Nous sommes dans l'édition du samedi 10 février 1996, -si-U-plé- d'un journal du soir. Avec le recul de ces treize années de vécu néolibéral, un papier bidonnant pour les critiques des "théoriciens du complot" , page 14, section "entreprises", signé de Arnaud Leparmentier.
Le titre fendard de chez fendard, trompeur :
"La justice pénale est le seul contre-pouvoir à la puissance patronale"
Bigre ! encore un vilain gauchiste ? quelle feinte habile surtout :
"Devant la faiblesse des syndicats, des consommateurs ou des actionnaires minoritaires, les chefs d'entreprise avaient pris l'habitude de ne jamais être contestés. Les juges d'instruction sont venus leur rappeler qu'ils n'étaient pas intouchables."
(...)
"De nombreux patrons sont convaincus que la justice pénale, telle qu'elle est appliquée, est mal adaptée au monde de l'entreprise moderne."
Elle est pas belle cette phrase ? "mal adaptée au monde de l'entreprise moderne".
Ah ! et cet adjectif "moderne", il ne te pue pas le sophisme à cent lieux à la ronde ? Que de crimes n'ont-ils pas commis grâce à ce foutage de gueule "moderne". En fait ce que cette phrase annonçait en février 1996, était la mise en route d'un puissant lobbying patronal anti-obstacles... à leur modernité.
"Les chefs d'entreprise, qui se posent en victime des excès (oh que c biau ça môssieu !) du monde judiciaire, s'empressent d'invoquer d'abord le contexte général : ils sont critiqués à cause des plans sociaux, du chômage et, plus globalement, des méfaits de la mondialisation. Ils ont le sentiment que la justice leur cherche noise, s'acharnant un peu au hasard sur eux."
Leur cible évidemment était déjà en 1996, le juge d'instruction, seul empêcheur possible à leur fameuse modernité à sens et à usage unique, grâce à laquelle ils ont installé et généré le chaos économique et social que l'on sait... Pour redevenir "intouchables",
ils avaient une solution absolument géniale et délirante :
"La solution pour établir de meilleurs rapports entre la justice et l'économie consisterait, selon certains patrons, à dépénaliser un grand nombre de litiges (...) certains proposent de crééer des juges d'instruction civils. Ces derniers disposeraient de pouvoirs d'inquisition qui permettraient à une victime d'obtenir réparation dans des délais raisonnables."
Ils ne leur restaient plus qu'à pousser leur candidat exécuteur sur le devant de la scène qui s'empresserait de réaliser leur rêve de gang de parasites néolibéraux.

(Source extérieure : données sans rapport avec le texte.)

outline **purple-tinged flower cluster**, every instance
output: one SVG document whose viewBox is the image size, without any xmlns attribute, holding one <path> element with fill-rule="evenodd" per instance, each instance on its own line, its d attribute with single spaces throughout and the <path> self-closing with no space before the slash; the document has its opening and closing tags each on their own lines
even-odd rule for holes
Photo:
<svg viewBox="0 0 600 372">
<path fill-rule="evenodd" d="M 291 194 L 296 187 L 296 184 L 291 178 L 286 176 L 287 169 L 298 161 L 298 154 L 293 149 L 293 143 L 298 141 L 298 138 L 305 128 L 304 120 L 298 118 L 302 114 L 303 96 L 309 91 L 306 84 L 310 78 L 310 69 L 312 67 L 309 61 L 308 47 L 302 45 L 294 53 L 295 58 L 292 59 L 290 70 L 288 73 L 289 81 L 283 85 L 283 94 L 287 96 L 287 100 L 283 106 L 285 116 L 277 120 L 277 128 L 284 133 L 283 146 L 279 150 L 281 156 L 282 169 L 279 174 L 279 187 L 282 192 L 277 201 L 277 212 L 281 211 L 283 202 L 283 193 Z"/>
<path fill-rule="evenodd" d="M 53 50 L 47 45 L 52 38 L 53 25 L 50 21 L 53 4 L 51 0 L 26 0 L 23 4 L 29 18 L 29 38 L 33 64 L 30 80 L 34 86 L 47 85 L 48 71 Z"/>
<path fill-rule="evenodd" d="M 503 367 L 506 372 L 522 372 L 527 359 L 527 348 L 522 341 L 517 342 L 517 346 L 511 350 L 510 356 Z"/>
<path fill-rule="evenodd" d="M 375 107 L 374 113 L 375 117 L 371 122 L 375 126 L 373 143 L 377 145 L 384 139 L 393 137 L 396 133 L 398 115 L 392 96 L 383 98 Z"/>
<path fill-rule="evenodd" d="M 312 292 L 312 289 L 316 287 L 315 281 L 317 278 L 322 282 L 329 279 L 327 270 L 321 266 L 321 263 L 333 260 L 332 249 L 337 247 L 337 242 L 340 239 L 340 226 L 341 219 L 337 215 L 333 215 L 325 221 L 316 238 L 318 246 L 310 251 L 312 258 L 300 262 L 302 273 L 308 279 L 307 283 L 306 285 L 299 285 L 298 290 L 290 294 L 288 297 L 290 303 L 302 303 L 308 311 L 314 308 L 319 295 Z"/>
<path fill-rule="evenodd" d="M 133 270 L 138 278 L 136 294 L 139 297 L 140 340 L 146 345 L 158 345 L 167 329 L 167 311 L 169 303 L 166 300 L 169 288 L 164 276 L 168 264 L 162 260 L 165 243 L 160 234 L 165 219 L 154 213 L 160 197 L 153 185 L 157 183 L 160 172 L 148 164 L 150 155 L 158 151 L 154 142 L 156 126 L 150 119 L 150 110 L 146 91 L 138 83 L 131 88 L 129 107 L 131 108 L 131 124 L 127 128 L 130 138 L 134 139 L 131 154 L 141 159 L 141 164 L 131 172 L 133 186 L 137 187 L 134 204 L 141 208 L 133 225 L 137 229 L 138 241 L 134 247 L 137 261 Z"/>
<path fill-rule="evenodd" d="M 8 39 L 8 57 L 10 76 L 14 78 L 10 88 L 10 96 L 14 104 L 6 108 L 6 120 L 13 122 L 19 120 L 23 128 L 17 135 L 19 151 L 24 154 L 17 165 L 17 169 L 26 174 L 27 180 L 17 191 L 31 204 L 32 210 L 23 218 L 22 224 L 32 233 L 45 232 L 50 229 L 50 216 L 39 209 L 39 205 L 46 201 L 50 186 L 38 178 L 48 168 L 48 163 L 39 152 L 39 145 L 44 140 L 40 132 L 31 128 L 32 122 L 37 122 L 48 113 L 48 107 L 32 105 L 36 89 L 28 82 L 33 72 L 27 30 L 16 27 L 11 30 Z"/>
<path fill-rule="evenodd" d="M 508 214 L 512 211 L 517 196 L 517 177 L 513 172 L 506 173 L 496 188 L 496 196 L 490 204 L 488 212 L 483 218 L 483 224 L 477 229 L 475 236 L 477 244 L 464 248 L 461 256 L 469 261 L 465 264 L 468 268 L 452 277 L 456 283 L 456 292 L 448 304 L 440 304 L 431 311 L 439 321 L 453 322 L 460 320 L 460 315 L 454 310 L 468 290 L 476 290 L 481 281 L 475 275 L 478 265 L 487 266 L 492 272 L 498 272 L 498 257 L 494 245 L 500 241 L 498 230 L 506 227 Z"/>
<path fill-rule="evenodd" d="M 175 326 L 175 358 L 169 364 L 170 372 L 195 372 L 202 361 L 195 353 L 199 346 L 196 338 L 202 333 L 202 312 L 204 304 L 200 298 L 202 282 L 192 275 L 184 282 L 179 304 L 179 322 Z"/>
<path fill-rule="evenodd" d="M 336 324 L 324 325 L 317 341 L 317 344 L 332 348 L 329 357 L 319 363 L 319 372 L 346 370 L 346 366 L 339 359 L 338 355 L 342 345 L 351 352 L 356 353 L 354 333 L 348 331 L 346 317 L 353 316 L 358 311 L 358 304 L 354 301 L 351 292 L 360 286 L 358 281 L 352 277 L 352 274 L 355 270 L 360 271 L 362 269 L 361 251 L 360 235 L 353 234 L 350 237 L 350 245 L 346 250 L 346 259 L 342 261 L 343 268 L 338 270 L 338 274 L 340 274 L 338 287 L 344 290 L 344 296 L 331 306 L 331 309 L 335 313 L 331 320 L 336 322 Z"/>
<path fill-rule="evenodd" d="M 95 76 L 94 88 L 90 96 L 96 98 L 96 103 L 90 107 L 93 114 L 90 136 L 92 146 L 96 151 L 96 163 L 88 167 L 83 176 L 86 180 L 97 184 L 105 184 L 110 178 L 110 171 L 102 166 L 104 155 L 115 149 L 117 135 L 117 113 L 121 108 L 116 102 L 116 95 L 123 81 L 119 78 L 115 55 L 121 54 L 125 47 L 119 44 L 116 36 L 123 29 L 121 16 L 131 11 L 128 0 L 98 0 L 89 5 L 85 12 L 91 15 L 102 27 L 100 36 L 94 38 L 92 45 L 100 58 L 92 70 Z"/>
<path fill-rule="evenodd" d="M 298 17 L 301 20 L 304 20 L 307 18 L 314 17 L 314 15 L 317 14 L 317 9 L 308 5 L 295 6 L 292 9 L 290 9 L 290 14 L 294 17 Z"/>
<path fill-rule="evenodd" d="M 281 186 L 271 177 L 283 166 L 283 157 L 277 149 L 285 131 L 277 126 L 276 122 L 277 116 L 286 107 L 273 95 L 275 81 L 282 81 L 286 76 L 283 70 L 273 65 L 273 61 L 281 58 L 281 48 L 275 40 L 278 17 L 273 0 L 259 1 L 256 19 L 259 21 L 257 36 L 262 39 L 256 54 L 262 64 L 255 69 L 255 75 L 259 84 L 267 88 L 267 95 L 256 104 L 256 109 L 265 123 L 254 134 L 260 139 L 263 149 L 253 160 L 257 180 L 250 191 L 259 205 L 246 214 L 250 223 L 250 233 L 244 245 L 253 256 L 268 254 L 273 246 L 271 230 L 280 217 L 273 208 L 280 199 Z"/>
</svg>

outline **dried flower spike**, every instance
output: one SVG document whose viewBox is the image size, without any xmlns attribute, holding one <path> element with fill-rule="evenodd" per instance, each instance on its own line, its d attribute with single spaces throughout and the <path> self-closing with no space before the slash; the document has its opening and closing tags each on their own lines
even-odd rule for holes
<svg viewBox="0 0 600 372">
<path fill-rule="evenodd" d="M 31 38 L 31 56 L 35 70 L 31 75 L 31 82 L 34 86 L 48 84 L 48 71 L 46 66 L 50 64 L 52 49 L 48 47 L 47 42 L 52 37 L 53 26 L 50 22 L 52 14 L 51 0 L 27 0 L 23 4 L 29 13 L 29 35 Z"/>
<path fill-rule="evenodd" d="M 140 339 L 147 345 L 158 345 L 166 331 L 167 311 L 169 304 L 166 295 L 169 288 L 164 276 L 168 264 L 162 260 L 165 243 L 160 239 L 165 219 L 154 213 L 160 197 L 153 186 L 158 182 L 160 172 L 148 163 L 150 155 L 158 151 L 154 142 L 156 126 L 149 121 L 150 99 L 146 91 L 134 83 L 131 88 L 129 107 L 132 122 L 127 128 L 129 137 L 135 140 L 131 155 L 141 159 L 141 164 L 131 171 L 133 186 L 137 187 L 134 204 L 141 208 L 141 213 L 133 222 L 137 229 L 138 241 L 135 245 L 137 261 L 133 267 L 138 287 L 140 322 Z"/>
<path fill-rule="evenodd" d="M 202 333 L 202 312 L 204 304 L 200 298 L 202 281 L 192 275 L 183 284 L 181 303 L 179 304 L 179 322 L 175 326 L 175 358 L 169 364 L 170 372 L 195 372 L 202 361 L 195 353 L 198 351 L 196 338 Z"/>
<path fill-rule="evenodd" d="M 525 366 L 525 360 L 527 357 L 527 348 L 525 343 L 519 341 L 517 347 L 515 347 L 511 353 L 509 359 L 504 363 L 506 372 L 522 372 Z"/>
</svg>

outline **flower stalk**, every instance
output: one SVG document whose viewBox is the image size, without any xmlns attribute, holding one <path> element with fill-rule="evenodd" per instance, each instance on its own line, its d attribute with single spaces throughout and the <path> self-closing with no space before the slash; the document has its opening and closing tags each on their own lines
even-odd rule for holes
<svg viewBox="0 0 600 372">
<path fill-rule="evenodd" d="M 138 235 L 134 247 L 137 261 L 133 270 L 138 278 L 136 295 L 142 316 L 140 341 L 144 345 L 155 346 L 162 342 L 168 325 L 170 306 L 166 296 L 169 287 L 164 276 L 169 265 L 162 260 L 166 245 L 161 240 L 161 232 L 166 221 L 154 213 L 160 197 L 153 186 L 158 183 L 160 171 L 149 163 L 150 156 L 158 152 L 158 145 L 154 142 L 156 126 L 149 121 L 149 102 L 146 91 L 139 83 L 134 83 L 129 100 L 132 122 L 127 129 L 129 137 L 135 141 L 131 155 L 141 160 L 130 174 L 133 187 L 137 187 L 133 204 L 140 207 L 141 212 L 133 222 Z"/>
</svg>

Septembre 2009, treize ans et quelques gros coups plus tard, objectif bouclé.
Comme ils ne manquaient pas d'air dans ce journal du soir en 1996, le 13 février, en page 13, Dominique Méda, philosophe, nous enjoignait :
"Réduisons la place du travail et de l'économie dans nos sociétés"
elle y rappelait que le travail est une invention récente, du XVIII siècle, qu'il n'a pas toujours été au coeur du lien social. Que les activités humaines ne sauraient se réduirent au seul travail, ni au primat de l'économie.
"De nombreux éléments qui entrent aujourd'hui dans notre conception du travail n'existaient pas avant le XVIII siècle. L'idée du travail que nous avons aujourd'hui est une espèce de "monstre" (...)
Le travail s'invente au XVIII siècle avec l'économie et l'émergence de l'individu. (...)
Deuxième époque, au début du XIXe siècle, dans les textes philosophiques et politiques français et allemands, le travail apparait soudainement comme liberté créatrice et comme pouvoir transformateur de l'homme sur le monde. (...) Paradoxe : c'est au moment même où se développent des conditions de travail épouvantables que l'on construit le mythe du travail conçu comme summum de l'activité humaine."
Et les capitalistes de l'ère industrielle profitèrent grassement de cette terrible imposture perpétrée contre les humains d'alors qui se laissèrent piéger. Ils n'étaient pas à armes égales.
La valeur travail ? Une colossale arnaque de l'ennemi parasite capitaliste et de ses bourgeois zélateurs.
Ce fil qui chemine au travers de vieilles coupures de presse, à raison conservées.